Peter Schofield, chairman of Ford & Stanley, said: "One of the issues our research kept coming back to was that many of the one-size-fits-all, off the shelf help packages being offered just weren’t relevant to the individual’s needs and actually alienated the further at a time when they were already vulnerable.
"A key success of this is providing something unique – developing a team of established, multi-skilled professionals who are non-prescriptive and will wait to talk to and see what the person’s needs are before deciding how best to help them. And because they are trained in a range of skills and, critically, have the ‘life skills’ to ensure credibility, they have a virtual toolbox at hand they can use to find the right solution.
"The other major success was to make the service easily accessible for employees and to not to brand it purely as a mental health service. This meant that rather than being driven top down from management as a referral scheme by HR, word spread quickly around the shopfloor and office staff, which meant people felt a lot more comfortable about using the service.

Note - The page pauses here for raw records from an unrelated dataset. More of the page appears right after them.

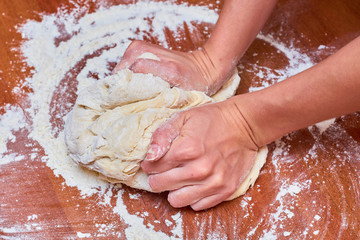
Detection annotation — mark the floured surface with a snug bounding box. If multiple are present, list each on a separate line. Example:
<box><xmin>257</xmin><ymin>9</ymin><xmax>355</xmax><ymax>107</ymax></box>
<box><xmin>62</xmin><ymin>68</ymin><xmax>240</xmax><ymax>192</ymax></box>
<box><xmin>0</xmin><ymin>0</ymin><xmax>360</xmax><ymax>239</ymax></box>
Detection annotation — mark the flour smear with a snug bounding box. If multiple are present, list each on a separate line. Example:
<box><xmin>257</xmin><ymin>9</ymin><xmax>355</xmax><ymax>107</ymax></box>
<box><xmin>0</xmin><ymin>2</ymin><xmax>334</xmax><ymax>239</ymax></box>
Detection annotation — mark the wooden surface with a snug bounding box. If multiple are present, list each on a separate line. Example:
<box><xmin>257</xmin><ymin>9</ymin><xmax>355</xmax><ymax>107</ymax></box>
<box><xmin>0</xmin><ymin>0</ymin><xmax>360</xmax><ymax>239</ymax></box>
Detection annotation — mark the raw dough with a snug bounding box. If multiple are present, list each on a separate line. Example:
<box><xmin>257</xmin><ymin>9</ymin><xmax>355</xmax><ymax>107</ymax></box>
<box><xmin>65</xmin><ymin>54</ymin><xmax>267</xmax><ymax>198</ymax></box>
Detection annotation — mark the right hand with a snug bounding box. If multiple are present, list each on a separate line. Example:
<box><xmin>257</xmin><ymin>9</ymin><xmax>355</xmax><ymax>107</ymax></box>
<box><xmin>141</xmin><ymin>99</ymin><xmax>258</xmax><ymax>210</ymax></box>
<box><xmin>113</xmin><ymin>40</ymin><xmax>235</xmax><ymax>95</ymax></box>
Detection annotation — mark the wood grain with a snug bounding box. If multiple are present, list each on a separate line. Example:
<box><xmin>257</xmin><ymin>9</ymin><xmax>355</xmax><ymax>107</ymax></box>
<box><xmin>0</xmin><ymin>0</ymin><xmax>360</xmax><ymax>239</ymax></box>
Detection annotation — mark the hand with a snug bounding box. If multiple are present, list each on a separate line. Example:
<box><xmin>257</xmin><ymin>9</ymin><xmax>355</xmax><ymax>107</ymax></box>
<box><xmin>114</xmin><ymin>40</ymin><xmax>232</xmax><ymax>95</ymax></box>
<box><xmin>141</xmin><ymin>99</ymin><xmax>258</xmax><ymax>210</ymax></box>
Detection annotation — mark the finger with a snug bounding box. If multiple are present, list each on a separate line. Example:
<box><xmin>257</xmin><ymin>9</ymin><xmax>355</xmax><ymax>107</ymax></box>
<box><xmin>143</xmin><ymin>114</ymin><xmax>184</xmax><ymax>162</ymax></box>
<box><xmin>190</xmin><ymin>193</ymin><xmax>227</xmax><ymax>211</ymax></box>
<box><xmin>112</xmin><ymin>40</ymin><xmax>151</xmax><ymax>73</ymax></box>
<box><xmin>142</xmin><ymin>133</ymin><xmax>204</xmax><ymax>174</ymax></box>
<box><xmin>168</xmin><ymin>184</ymin><xmax>220</xmax><ymax>208</ymax></box>
<box><xmin>129</xmin><ymin>58</ymin><xmax>186</xmax><ymax>89</ymax></box>
<box><xmin>149</xmin><ymin>159</ymin><xmax>211</xmax><ymax>192</ymax></box>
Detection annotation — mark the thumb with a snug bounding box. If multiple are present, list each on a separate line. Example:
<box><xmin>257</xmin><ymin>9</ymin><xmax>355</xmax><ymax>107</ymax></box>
<box><xmin>145</xmin><ymin>113</ymin><xmax>184</xmax><ymax>162</ymax></box>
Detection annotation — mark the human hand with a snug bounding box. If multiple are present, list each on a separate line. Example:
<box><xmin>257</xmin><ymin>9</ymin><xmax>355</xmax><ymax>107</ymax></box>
<box><xmin>141</xmin><ymin>99</ymin><xmax>258</xmax><ymax>210</ymax></box>
<box><xmin>113</xmin><ymin>40</ymin><xmax>232</xmax><ymax>95</ymax></box>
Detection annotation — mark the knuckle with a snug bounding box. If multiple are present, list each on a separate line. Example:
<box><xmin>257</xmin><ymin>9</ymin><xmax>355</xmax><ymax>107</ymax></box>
<box><xmin>148</xmin><ymin>176</ymin><xmax>162</xmax><ymax>192</ymax></box>
<box><xmin>168</xmin><ymin>192</ymin><xmax>186</xmax><ymax>208</ymax></box>
<box><xmin>167</xmin><ymin>61</ymin><xmax>181</xmax><ymax>75</ymax></box>
<box><xmin>178</xmin><ymin>140</ymin><xmax>204</xmax><ymax>160</ymax></box>
<box><xmin>128</xmin><ymin>40</ymin><xmax>143</xmax><ymax>50</ymax></box>
<box><xmin>192</xmin><ymin>165</ymin><xmax>211</xmax><ymax>180</ymax></box>
<box><xmin>211</xmin><ymin>172</ymin><xmax>225</xmax><ymax>189</ymax></box>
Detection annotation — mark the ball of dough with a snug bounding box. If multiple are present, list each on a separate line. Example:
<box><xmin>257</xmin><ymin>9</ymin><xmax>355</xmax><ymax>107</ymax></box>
<box><xmin>65</xmin><ymin>55</ymin><xmax>266</xmax><ymax>200</ymax></box>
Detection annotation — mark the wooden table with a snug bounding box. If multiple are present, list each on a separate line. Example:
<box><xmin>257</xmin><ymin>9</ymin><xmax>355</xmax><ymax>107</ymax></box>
<box><xmin>0</xmin><ymin>0</ymin><xmax>360</xmax><ymax>239</ymax></box>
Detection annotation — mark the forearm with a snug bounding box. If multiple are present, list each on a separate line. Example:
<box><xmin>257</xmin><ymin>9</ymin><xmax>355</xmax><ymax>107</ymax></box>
<box><xmin>204</xmin><ymin>0</ymin><xmax>277</xmax><ymax>85</ymax></box>
<box><xmin>231</xmin><ymin>37</ymin><xmax>360</xmax><ymax>146</ymax></box>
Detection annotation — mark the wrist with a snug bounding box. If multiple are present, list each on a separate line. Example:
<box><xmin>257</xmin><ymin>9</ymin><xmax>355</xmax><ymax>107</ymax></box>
<box><xmin>191</xmin><ymin>46</ymin><xmax>237</xmax><ymax>96</ymax></box>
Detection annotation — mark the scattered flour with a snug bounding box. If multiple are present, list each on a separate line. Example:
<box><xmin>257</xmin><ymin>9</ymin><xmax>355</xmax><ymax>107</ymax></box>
<box><xmin>0</xmin><ymin>2</ymin><xmax>348</xmax><ymax>239</ymax></box>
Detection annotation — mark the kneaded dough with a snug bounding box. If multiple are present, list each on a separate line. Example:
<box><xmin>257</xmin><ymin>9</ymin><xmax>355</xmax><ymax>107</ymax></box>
<box><xmin>65</xmin><ymin>53</ymin><xmax>267</xmax><ymax>199</ymax></box>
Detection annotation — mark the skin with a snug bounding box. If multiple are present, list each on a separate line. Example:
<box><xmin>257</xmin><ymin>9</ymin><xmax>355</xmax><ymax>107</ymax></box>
<box><xmin>115</xmin><ymin>0</ymin><xmax>360</xmax><ymax>210</ymax></box>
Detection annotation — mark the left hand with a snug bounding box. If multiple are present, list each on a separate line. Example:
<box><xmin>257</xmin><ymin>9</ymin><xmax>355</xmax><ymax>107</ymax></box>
<box><xmin>113</xmin><ymin>40</ymin><xmax>233</xmax><ymax>95</ymax></box>
<box><xmin>141</xmin><ymin>100</ymin><xmax>258</xmax><ymax>210</ymax></box>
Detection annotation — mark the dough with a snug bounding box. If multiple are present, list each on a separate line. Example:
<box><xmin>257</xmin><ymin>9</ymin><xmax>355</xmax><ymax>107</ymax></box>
<box><xmin>65</xmin><ymin>53</ymin><xmax>266</xmax><ymax>198</ymax></box>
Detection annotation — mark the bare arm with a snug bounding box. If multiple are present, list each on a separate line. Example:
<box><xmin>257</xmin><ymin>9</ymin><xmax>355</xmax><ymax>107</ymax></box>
<box><xmin>114</xmin><ymin>0</ymin><xmax>276</xmax><ymax>95</ymax></box>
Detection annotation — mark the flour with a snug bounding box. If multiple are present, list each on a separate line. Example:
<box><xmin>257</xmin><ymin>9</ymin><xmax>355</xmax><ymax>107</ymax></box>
<box><xmin>0</xmin><ymin>2</ymin><xmax>348</xmax><ymax>239</ymax></box>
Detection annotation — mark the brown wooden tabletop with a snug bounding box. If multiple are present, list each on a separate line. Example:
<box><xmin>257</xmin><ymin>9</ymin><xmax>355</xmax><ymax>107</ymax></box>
<box><xmin>0</xmin><ymin>0</ymin><xmax>360</xmax><ymax>239</ymax></box>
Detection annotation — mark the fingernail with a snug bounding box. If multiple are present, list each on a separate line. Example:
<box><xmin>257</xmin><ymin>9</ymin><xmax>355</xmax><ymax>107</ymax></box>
<box><xmin>145</xmin><ymin>144</ymin><xmax>162</xmax><ymax>162</ymax></box>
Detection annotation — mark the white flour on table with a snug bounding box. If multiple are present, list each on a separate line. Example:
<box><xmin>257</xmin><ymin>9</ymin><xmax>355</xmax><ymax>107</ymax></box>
<box><xmin>0</xmin><ymin>2</ymin><xmax>348</xmax><ymax>239</ymax></box>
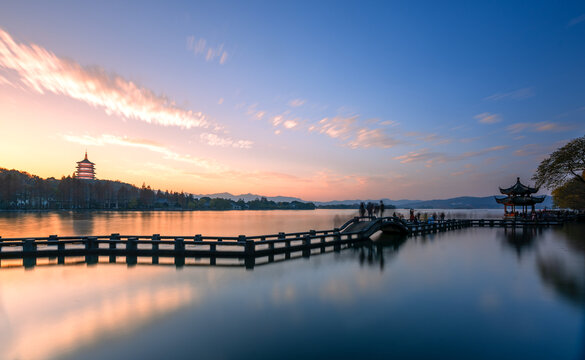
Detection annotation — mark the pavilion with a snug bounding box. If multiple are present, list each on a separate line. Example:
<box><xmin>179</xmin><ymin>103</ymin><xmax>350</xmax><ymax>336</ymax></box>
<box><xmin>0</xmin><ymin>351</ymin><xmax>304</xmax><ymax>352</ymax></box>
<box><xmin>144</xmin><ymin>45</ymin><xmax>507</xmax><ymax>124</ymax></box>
<box><xmin>495</xmin><ymin>178</ymin><xmax>546</xmax><ymax>215</ymax></box>
<box><xmin>75</xmin><ymin>151</ymin><xmax>95</xmax><ymax>180</ymax></box>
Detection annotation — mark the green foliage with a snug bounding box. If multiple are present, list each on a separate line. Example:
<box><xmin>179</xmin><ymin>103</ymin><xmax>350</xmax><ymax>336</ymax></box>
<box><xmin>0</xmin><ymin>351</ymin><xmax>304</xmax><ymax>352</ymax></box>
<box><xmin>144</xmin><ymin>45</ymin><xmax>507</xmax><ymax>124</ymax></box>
<box><xmin>532</xmin><ymin>136</ymin><xmax>585</xmax><ymax>189</ymax></box>
<box><xmin>0</xmin><ymin>168</ymin><xmax>315</xmax><ymax>210</ymax></box>
<box><xmin>552</xmin><ymin>178</ymin><xmax>585</xmax><ymax>210</ymax></box>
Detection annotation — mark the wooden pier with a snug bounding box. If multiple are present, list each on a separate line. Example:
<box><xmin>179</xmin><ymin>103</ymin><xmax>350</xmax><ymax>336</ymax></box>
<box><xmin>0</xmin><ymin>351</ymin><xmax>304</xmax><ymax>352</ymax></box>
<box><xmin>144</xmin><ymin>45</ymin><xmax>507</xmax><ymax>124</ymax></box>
<box><xmin>0</xmin><ymin>217</ymin><xmax>563</xmax><ymax>269</ymax></box>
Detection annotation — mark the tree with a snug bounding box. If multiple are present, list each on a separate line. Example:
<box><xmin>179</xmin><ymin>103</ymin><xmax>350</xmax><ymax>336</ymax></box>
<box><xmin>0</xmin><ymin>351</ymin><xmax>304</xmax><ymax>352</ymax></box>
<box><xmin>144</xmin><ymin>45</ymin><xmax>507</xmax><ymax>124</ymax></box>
<box><xmin>552</xmin><ymin>178</ymin><xmax>585</xmax><ymax>209</ymax></box>
<box><xmin>532</xmin><ymin>136</ymin><xmax>585</xmax><ymax>189</ymax></box>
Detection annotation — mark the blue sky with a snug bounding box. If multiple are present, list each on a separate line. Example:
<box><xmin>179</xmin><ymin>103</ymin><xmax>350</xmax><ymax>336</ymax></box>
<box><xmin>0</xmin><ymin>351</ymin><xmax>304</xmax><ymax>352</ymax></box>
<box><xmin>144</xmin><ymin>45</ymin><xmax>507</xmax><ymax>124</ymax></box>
<box><xmin>0</xmin><ymin>1</ymin><xmax>585</xmax><ymax>200</ymax></box>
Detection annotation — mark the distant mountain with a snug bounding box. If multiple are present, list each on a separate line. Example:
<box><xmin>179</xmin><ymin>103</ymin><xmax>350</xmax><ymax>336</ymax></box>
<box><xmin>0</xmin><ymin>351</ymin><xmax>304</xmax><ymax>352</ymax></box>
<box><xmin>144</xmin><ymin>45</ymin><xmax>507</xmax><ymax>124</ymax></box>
<box><xmin>392</xmin><ymin>196</ymin><xmax>553</xmax><ymax>209</ymax></box>
<box><xmin>193</xmin><ymin>192</ymin><xmax>308</xmax><ymax>202</ymax></box>
<box><xmin>193</xmin><ymin>192</ymin><xmax>553</xmax><ymax>209</ymax></box>
<box><xmin>311</xmin><ymin>199</ymin><xmax>394</xmax><ymax>206</ymax></box>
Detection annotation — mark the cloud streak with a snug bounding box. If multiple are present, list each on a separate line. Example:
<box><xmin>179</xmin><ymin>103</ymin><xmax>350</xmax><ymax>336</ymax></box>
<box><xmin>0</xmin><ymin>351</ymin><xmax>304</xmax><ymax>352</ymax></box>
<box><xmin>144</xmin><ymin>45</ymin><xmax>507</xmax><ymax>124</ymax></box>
<box><xmin>506</xmin><ymin>121</ymin><xmax>569</xmax><ymax>134</ymax></box>
<box><xmin>62</xmin><ymin>134</ymin><xmax>224</xmax><ymax>171</ymax></box>
<box><xmin>393</xmin><ymin>145</ymin><xmax>508</xmax><ymax>167</ymax></box>
<box><xmin>200</xmin><ymin>133</ymin><xmax>254</xmax><ymax>149</ymax></box>
<box><xmin>484</xmin><ymin>87</ymin><xmax>534</xmax><ymax>101</ymax></box>
<box><xmin>473</xmin><ymin>113</ymin><xmax>502</xmax><ymax>124</ymax></box>
<box><xmin>187</xmin><ymin>35</ymin><xmax>228</xmax><ymax>65</ymax></box>
<box><xmin>0</xmin><ymin>29</ymin><xmax>210</xmax><ymax>129</ymax></box>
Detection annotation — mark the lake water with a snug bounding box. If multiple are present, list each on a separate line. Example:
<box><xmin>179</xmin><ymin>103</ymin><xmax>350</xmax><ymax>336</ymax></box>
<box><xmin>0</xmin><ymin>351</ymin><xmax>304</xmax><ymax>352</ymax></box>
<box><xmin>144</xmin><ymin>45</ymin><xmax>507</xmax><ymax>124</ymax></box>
<box><xmin>0</xmin><ymin>210</ymin><xmax>585</xmax><ymax>359</ymax></box>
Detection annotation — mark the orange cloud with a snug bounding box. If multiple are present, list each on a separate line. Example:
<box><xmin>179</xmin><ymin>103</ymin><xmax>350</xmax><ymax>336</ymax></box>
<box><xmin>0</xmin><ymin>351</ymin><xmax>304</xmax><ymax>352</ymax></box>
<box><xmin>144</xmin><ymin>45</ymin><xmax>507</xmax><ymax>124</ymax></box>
<box><xmin>62</xmin><ymin>134</ymin><xmax>225</xmax><ymax>171</ymax></box>
<box><xmin>0</xmin><ymin>29</ymin><xmax>210</xmax><ymax>129</ymax></box>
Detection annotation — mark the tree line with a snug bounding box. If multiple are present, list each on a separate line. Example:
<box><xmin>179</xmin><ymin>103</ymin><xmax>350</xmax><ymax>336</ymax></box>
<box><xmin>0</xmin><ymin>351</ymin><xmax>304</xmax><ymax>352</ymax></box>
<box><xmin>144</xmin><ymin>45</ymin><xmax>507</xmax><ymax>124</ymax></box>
<box><xmin>532</xmin><ymin>136</ymin><xmax>585</xmax><ymax>210</ymax></box>
<box><xmin>0</xmin><ymin>168</ymin><xmax>315</xmax><ymax>210</ymax></box>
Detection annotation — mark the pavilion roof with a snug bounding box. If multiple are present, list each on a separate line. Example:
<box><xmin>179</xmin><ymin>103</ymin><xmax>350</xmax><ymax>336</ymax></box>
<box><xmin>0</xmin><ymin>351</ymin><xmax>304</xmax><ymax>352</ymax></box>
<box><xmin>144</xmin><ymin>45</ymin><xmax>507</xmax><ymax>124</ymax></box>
<box><xmin>494</xmin><ymin>195</ymin><xmax>546</xmax><ymax>205</ymax></box>
<box><xmin>500</xmin><ymin>177</ymin><xmax>538</xmax><ymax>196</ymax></box>
<box><xmin>77</xmin><ymin>151</ymin><xmax>95</xmax><ymax>165</ymax></box>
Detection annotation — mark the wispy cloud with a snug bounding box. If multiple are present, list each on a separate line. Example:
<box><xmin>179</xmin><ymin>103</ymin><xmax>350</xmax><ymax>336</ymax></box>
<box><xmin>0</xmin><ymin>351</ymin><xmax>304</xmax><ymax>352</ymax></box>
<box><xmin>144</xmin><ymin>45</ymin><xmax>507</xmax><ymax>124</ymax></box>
<box><xmin>310</xmin><ymin>115</ymin><xmax>358</xmax><ymax>140</ymax></box>
<box><xmin>506</xmin><ymin>121</ymin><xmax>570</xmax><ymax>134</ymax></box>
<box><xmin>473</xmin><ymin>112</ymin><xmax>502</xmax><ymax>124</ymax></box>
<box><xmin>308</xmin><ymin>115</ymin><xmax>400</xmax><ymax>149</ymax></box>
<box><xmin>451</xmin><ymin>164</ymin><xmax>475</xmax><ymax>176</ymax></box>
<box><xmin>567</xmin><ymin>14</ymin><xmax>585</xmax><ymax>27</ymax></box>
<box><xmin>200</xmin><ymin>133</ymin><xmax>254</xmax><ymax>149</ymax></box>
<box><xmin>288</xmin><ymin>99</ymin><xmax>307</xmax><ymax>107</ymax></box>
<box><xmin>403</xmin><ymin>131</ymin><xmax>452</xmax><ymax>145</ymax></box>
<box><xmin>347</xmin><ymin>128</ymin><xmax>400</xmax><ymax>149</ymax></box>
<box><xmin>484</xmin><ymin>87</ymin><xmax>534</xmax><ymax>101</ymax></box>
<box><xmin>187</xmin><ymin>35</ymin><xmax>228</xmax><ymax>65</ymax></box>
<box><xmin>62</xmin><ymin>134</ymin><xmax>223</xmax><ymax>170</ymax></box>
<box><xmin>393</xmin><ymin>145</ymin><xmax>508</xmax><ymax>166</ymax></box>
<box><xmin>0</xmin><ymin>29</ymin><xmax>210</xmax><ymax>129</ymax></box>
<box><xmin>282</xmin><ymin>120</ymin><xmax>299</xmax><ymax>129</ymax></box>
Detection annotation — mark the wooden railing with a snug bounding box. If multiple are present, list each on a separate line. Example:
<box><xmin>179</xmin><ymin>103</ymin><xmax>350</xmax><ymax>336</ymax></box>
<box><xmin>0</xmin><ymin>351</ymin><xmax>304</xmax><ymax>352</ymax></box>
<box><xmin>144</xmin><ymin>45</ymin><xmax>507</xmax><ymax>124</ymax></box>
<box><xmin>0</xmin><ymin>217</ymin><xmax>563</xmax><ymax>268</ymax></box>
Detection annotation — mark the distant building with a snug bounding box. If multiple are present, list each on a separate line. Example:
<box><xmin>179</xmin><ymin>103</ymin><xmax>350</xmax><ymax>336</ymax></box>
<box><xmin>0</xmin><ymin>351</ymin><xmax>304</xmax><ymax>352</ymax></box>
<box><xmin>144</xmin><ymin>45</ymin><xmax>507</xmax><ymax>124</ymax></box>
<box><xmin>75</xmin><ymin>151</ymin><xmax>95</xmax><ymax>180</ymax></box>
<box><xmin>496</xmin><ymin>178</ymin><xmax>545</xmax><ymax>215</ymax></box>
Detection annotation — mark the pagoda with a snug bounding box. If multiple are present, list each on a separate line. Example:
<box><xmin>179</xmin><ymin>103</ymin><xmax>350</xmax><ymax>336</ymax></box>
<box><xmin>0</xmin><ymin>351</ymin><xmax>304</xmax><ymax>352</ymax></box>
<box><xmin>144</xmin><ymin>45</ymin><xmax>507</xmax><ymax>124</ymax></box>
<box><xmin>75</xmin><ymin>151</ymin><xmax>95</xmax><ymax>180</ymax></box>
<box><xmin>495</xmin><ymin>178</ymin><xmax>546</xmax><ymax>216</ymax></box>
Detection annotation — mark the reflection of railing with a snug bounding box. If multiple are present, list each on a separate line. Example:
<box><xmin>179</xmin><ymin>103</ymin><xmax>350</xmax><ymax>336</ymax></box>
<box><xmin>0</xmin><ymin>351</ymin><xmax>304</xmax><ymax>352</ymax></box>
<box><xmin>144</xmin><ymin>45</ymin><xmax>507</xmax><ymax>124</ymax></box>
<box><xmin>0</xmin><ymin>217</ymin><xmax>562</xmax><ymax>268</ymax></box>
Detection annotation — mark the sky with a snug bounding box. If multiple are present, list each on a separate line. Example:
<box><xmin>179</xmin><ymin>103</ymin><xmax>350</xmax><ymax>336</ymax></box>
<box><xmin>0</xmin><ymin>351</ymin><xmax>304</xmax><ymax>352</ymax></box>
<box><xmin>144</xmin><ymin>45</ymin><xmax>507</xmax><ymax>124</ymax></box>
<box><xmin>0</xmin><ymin>0</ymin><xmax>585</xmax><ymax>201</ymax></box>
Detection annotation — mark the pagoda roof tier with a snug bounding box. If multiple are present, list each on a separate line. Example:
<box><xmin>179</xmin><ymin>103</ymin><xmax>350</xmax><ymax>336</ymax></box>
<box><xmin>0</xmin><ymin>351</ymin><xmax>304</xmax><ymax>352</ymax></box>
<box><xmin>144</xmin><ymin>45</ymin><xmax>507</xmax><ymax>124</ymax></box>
<box><xmin>500</xmin><ymin>177</ymin><xmax>538</xmax><ymax>196</ymax></box>
<box><xmin>494</xmin><ymin>195</ymin><xmax>546</xmax><ymax>205</ymax></box>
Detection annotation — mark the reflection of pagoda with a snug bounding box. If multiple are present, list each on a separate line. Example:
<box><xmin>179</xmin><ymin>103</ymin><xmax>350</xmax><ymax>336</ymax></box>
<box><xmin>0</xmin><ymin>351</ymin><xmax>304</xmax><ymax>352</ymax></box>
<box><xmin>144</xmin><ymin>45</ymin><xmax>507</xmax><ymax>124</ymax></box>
<box><xmin>75</xmin><ymin>151</ymin><xmax>95</xmax><ymax>180</ymax></box>
<box><xmin>496</xmin><ymin>178</ymin><xmax>545</xmax><ymax>214</ymax></box>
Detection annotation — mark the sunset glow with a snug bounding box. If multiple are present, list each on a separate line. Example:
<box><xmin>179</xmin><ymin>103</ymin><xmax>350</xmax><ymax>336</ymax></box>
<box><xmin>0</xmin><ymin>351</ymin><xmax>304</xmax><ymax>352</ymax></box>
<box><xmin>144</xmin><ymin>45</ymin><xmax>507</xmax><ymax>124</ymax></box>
<box><xmin>0</xmin><ymin>1</ymin><xmax>585</xmax><ymax>201</ymax></box>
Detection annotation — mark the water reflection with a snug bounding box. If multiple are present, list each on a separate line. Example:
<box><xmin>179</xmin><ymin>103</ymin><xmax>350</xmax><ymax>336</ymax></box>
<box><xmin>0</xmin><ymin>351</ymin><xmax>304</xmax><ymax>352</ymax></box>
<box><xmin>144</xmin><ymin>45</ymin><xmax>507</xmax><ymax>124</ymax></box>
<box><xmin>0</xmin><ymin>214</ymin><xmax>585</xmax><ymax>359</ymax></box>
<box><xmin>537</xmin><ymin>224</ymin><xmax>585</xmax><ymax>308</ymax></box>
<box><xmin>500</xmin><ymin>227</ymin><xmax>542</xmax><ymax>260</ymax></box>
<box><xmin>68</xmin><ymin>211</ymin><xmax>95</xmax><ymax>234</ymax></box>
<box><xmin>353</xmin><ymin>233</ymin><xmax>408</xmax><ymax>271</ymax></box>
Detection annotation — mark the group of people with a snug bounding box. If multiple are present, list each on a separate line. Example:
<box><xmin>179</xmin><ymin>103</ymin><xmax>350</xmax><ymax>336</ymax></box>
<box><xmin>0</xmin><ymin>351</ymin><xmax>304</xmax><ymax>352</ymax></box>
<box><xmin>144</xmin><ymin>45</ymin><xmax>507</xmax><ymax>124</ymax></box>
<box><xmin>409</xmin><ymin>209</ymin><xmax>445</xmax><ymax>224</ymax></box>
<box><xmin>360</xmin><ymin>200</ymin><xmax>384</xmax><ymax>217</ymax></box>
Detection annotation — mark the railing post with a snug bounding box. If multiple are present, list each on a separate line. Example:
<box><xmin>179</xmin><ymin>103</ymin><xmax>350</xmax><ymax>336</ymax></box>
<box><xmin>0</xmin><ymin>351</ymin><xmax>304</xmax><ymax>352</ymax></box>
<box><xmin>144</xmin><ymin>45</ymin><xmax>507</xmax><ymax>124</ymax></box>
<box><xmin>85</xmin><ymin>236</ymin><xmax>98</xmax><ymax>265</ymax></box>
<box><xmin>152</xmin><ymin>234</ymin><xmax>160</xmax><ymax>265</ymax></box>
<box><xmin>244</xmin><ymin>236</ymin><xmax>256</xmax><ymax>270</ymax></box>
<box><xmin>333</xmin><ymin>229</ymin><xmax>341</xmax><ymax>252</ymax></box>
<box><xmin>278</xmin><ymin>232</ymin><xmax>290</xmax><ymax>259</ymax></box>
<box><xmin>108</xmin><ymin>233</ymin><xmax>120</xmax><ymax>263</ymax></box>
<box><xmin>175</xmin><ymin>238</ymin><xmax>185</xmax><ymax>268</ymax></box>
<box><xmin>175</xmin><ymin>238</ymin><xmax>185</xmax><ymax>253</ymax></box>
<box><xmin>126</xmin><ymin>237</ymin><xmax>138</xmax><ymax>267</ymax></box>
<box><xmin>22</xmin><ymin>239</ymin><xmax>37</xmax><ymax>269</ymax></box>
<box><xmin>126</xmin><ymin>237</ymin><xmax>138</xmax><ymax>251</ymax></box>
<box><xmin>303</xmin><ymin>235</ymin><xmax>313</xmax><ymax>257</ymax></box>
<box><xmin>85</xmin><ymin>236</ymin><xmax>98</xmax><ymax>251</ymax></box>
<box><xmin>22</xmin><ymin>239</ymin><xmax>37</xmax><ymax>253</ymax></box>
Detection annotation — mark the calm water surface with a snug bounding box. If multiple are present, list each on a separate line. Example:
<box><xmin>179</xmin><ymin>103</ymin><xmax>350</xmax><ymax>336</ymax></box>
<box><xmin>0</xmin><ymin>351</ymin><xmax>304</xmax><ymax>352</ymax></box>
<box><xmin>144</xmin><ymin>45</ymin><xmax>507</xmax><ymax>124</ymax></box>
<box><xmin>0</xmin><ymin>210</ymin><xmax>585</xmax><ymax>359</ymax></box>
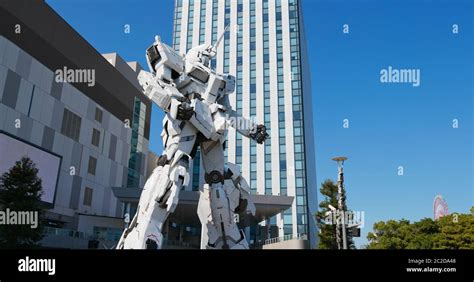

"It just grew organically and even morphed into being used by the company’s high fliers who weren’t experiencing trouble per se, but just wanted some performance coaching to become even better and develop their careers. The overwhelming message from Sandvik employees was that it completely backed up the company’s claims of being a caring employer; because they saw evidence of it right down at their own unique part of a global organisation.”
Ford & Stanley’s GENIUS practitioners carried out on average four one-hour sessions with individuals seeking help for a variety of reasons effecting their performance, attendance, focus at work and general sense of happiness and mental wellbeing.
Steve Powell, senior HR business partner for Sandvik, said: "This is about the wellbeing of our employees, feeling better about themselves and what they do and if they do that they can perform better. In all of my time in HR I have never seen anything that fulfils that (employer) responsibility more, and the payback has been tenfold in terms of the impact on the business.
"I could identify individuals who would certainly not be in the business if we had not have done this, and then you have to consider the cost associated with the lost knowledge and the recruitment of replacements. Several said they had felt suicidal but this service had turned their life around, at work and at home.
"But it is also about the improvement in performance, the activity of the people, and input, which is what we have seen. They’re far more motivated to give input and come up with ideas and generally be better at what they are doing because so much more is settled in their lives.”
Schofield added: "If you ask employers what their primary concerns are for this year and beyond, the majority will cite skills shortages and the health and safety of their staff. The evidence and message this pilot sends to employers is clear; provide employees with the right kind of support and the organisation will produce more, save more, and greatly enhance its reputation as a responsible employer. Fail to act and you’ll get the exact opposite.”